Twenty-seven shots to communicate with the world. Twenty-seven ways in which to explain your identity, your community. Twenty-seven moments in time to showcase who you really are – that’s what Manarat Al Saadiyat and Sole's analogue photography competition ‘Identity and My Community’ demanded.
Local amateur photographers were tasked with taking photographs using a disposable 35mm black and white film camera to represent their identity and community.
Documentary photographers Janette Beckman and Jorge Peniche joined CONTACT HIGH exhibition curator Vikki Tobak in selecting 10 winning images.
The winners are: Raheed Allaf (Dubai); Fatma Ali (Ajman); Fatima Almaazmi (Ajman); Zeashan Ashraf (Dubai); Mark Issa (Abu Dhabi); Ron John (Sharjah); Akmaral Matkaliyeva (Abu Dhabi); Salem Alsuwaidi (Abu Dhabi); Aiham Al Subaihi (Abu Dhabi).
Gulf News caught up with two of the winners - Aiham Al Subaihi and Fatma Ali – to ask about their winning entries, using analogue in a digital age an what this win really means to them.
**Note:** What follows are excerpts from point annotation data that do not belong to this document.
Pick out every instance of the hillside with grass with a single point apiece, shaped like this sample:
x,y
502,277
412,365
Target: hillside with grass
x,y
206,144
These are excerpts from the interviews.
Aiham Al Subaihi is an Emirati filmmaker based in Abu Dhabi.
What was the thought behind your winning picture?
My thoughts were to kind of split the amount of pictures I had – that is 27 in the camera - into three themes. The first would be real people, so this would be me stopping people in the middle of the road or the middle of their job and taking pictures of them. The second theme, which is what this picture fell upon, is I took my nephews and nieces and I asked them to wear traditional clothes but as well as express themselves as modern teenagers. We shot it [the photo] here, where I live, in Munera beach, that’s why you can see Etihad Arena in the back as well as the new hotel at the end of the pier. And I just wanted to get the best picture of this place with these kids who want to express themselves as Neo-Bedouins, or Modern Bedoins. The third section was to recreate people how I see them. For example, I have an Emirati friend who owns four dogs and has a daughter, so I got him in his neighbourhood walking his dogs just to reflect on what kind of characteristic I see this person has.
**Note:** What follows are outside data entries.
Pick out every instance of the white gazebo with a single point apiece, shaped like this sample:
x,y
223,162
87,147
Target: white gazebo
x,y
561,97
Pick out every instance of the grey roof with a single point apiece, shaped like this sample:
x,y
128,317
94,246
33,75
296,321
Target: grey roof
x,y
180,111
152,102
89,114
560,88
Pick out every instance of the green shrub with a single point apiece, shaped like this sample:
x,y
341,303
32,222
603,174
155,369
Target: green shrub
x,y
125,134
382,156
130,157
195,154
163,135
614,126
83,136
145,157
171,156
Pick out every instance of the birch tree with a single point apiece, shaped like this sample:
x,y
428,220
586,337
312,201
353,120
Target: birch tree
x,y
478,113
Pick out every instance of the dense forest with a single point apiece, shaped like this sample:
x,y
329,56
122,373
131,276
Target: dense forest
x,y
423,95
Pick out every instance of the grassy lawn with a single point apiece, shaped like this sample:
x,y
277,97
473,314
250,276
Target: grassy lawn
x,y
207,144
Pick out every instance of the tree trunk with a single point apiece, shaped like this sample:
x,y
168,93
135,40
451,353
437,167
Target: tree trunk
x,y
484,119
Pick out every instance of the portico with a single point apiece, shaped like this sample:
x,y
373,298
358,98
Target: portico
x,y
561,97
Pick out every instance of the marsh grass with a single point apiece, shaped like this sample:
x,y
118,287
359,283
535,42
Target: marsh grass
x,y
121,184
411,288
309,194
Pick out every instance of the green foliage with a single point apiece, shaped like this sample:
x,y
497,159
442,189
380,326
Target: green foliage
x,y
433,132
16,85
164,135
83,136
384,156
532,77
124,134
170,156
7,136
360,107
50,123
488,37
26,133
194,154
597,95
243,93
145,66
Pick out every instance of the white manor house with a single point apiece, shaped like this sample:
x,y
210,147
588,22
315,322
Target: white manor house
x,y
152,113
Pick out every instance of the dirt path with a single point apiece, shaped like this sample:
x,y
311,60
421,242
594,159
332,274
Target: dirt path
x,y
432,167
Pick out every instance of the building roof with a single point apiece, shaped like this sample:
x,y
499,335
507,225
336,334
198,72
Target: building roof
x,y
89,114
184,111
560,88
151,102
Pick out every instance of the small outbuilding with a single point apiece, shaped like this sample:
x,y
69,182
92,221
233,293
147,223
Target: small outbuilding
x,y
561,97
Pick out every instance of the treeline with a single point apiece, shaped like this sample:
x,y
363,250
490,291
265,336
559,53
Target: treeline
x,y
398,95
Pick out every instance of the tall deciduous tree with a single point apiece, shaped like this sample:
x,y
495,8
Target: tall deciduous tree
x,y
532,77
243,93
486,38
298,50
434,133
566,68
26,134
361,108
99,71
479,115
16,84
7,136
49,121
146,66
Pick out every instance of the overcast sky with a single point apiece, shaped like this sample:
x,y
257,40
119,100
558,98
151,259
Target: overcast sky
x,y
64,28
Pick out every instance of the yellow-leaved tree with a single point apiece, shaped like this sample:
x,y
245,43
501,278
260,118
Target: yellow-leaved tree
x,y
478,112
What drew you to this competition?
Honestly what draws me to this competition is the fact that I wasn’t able to edit it because I’m not a professional photographer so I take pictures and then I rework them to make them something better. I like the fact that it was a very raw experience in the sense that what I photographed was what I have – this is what made me take up the competition as a filmmaker and not as a photographer.
It was a learning experience – some photos were very dark. I have not used analogue for a couple of decades. It was exciting that I had to wait for a period of time to get the photos that I have. And I have to be honest – a lot of the pictures came out just black because I had messed up with the lighting and aperture.
Finally, what does this win mean to you?
This win branches out a different crowd of people that I can reach out to as an artist and being a part of CONTACT HIGH… it’s an absolute honour to be recognised, for the art to be recognised even with judges worldwide.
Fatma Ali is a 24-year-old junior architect with a penchant for photography.
What inspired your winning shots?
I wanted to show how we view the world and ourselves through these shots.
How did you go about setting up the photographs.
To link my photographs and artworks to my identity and culture, my house is the answer to this set-up. It shows the set-up which people – and I – considered private. The people that are in the photos are my family. [The pictures also show] the customs, the dresses and environmental behavior in general.
What was shooting in analogue like?
While I like both [digital and analogue photography], this was my first time trying analogue photos and of course there’s a huge difference between both digital and analogue, like how you capture the images. In the analogue camera, the film is the most sensitive part. It needs more effort than digital photography, which is also considered real and true and natural. Analogue was fun – the idea of waiting for something makes it more exciting. I was thrilled to wait and see the results of the pictures that I had taken.
What does this win mean to you?
Nowadays, to make a positive impact in a digital era, visual contact is vital. So many types of visual content are available – I think it’s essential to find out what kind of digital content makes the most impact in our culture. I consider myself a visual learner – I believe my photography is considered positive impact to the digital world – they [viewers] get to learn about our society, our cultural image, which I decided to show. By winning I believe that I have exceeded the part of translating my photography…people are finally understanding me.
Don’t miss it!
The winning images of the ‘Identity and My Community’ competition are on display at Manarat Al Saadiyat in Abu Dhabi and can be viewed daily from 10am - 8pm. Tickets are Dh30.